George cleared his throat, visibly uncomfortable. “Come on, if he doesn’t want to talk about it, that’s his business.”
“Not when it’s our lives at stake.” Julie was blinking hard, like she had something in her eye or—Simon caught his breath. Was she blinking back tears?
“What’s going on?” he asked, feeling more clueless than usual, which was saying a lot.

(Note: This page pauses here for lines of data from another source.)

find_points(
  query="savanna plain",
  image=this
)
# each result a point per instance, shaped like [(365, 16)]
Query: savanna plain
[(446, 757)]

Beatriz sighed and gave Simon a shy smile. “We’re not asking you for anything personal or, you know, painful. We just want you to tell us what you know about vampires from, um . . .”
“From being a bloodsucker,” Jon filled in for her. “Which, as you may recall, you were.”
“But I don’t recall,” Simon pointed out. “Or have you not been paying attention?”
“That’s what you say,” Beatriz argued, “but . . .”
“But you think I’m lying?” Simon asked, incredulous. The black hole at the center of his memories was such a central fact of his existence, it had never even occurred to him someone might question it. What would be the point of lying about that—and what kind of person would do so? “You all think that? Really?”
One by one, they began to nod . . . even George, though at least he had the grace to look sheepish.